Como animais famintos assistimos e nos interessamos pelos detalhes mais sórdidos e mórbidos. E, ainda, que se negue, há sempre um querer saber. Daí a exploração de programas e videos que revelam a degradação de corpos: acidentes nas ruas, tiros à queima roupa, o corpo encontrado sem algumas partes... E se a tv não mostra tudo, com certeza, alguém vai encontrar na íntegra as cenas na internet, e irá distribuir e terá milhões de acesso.



Isto é próprio do ser - apesar de existirem teorias que dizem o contrário. Mas é no ser que está esta faísca de carnificina, de violência. Cada um de nós traz consigo este impulso que nunca será completamente extinto e sempre tentará encontrar meios de se manifestar.

Pela educação, pelo aprendizado, pela internalização de símbolos conduzimos esta faísca quando se torna chama. Contudo, quanto menor for a oferta de elementos desviantes, maior será a emanação do impulso de forma primitiva (não social).

Para a Psicanálise, isto significa a queda do simbólico. Ou seja, não estamos mais sabendo usar elementos simbólicos para nos expressarmos. E quando digo expressão, não é somente no sentido de agir, mas é no sentido de indicativo de direção. Tudo o que escolhemos: roupas, comportamentos, palavras, diz algo sobre nós.

Portanto, utilizar-se de mecanismos simbólicos é permitir que não haja represamento de maneira tal que quando for descarregado não seja de forma drástica, impulsiva, agressiva, violenta, destrutiva.
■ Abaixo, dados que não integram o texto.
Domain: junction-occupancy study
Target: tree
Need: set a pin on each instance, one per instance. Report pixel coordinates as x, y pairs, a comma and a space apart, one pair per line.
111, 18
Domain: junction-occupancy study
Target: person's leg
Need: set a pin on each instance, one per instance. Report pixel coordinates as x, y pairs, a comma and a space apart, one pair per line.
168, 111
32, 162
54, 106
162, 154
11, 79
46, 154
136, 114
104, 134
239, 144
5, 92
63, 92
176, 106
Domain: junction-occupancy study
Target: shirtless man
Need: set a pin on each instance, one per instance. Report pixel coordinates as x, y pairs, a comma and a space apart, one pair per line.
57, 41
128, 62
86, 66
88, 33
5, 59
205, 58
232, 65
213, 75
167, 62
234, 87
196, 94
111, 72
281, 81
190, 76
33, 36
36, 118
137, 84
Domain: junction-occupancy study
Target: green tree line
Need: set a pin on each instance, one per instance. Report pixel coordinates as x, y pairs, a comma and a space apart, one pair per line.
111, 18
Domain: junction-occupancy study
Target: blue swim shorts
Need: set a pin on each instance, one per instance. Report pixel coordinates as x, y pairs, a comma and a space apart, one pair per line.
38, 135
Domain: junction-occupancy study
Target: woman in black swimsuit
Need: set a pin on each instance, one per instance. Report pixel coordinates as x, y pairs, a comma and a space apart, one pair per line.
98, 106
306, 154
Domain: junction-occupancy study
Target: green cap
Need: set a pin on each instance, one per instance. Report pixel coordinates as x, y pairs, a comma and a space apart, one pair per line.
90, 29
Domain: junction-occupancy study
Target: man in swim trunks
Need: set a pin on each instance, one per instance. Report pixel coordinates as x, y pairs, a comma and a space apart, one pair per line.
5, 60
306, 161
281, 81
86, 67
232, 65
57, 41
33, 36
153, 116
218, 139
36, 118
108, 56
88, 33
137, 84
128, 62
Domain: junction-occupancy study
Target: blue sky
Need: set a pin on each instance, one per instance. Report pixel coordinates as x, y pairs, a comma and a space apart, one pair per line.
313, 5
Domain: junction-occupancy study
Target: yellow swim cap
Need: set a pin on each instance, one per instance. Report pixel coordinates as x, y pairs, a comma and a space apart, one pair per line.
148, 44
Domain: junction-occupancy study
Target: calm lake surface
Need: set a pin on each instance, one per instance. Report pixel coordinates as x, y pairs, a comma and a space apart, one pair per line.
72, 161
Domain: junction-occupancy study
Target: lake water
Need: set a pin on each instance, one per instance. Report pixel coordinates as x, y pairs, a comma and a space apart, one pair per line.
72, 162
Não precisamos assassinar ninguém para expressar nosso prazer no sangue alheio. O fato de ver, ou mesmo de participar através de manifestações afetivas, já nos conduzem a pensar no quão ainda é primitivo nosso modo de expressão pulsional.

Por isso, há necessidade do simbólico, da linguagem. Para viver em sociedade é preciso ter formas de manifestação afetiva, seja de amor, ódio ou indignação que não exale somente a degradação do ser ou a negatividade que se dirige para a destruição da sociedade.

Mas longe de me afastar do início do texto, retomo o ser primitivo, que insiste em aparecer, principalmente numa estrutura sem Lei. Ou numa sociedade sem normas, valores, regras, delimitadores e condutores.

Ainda que os idealistas acreditem que há possibilidade de ser autônomo, dono de sua própria regra, não será possível cegar-se à necessidade atual de leis e normas para regerem a vida social. Assim como, não há como negar que nosso prazer incide naquilo que há de mais primitivo no ser, como se nos restaurasse às formas originárias.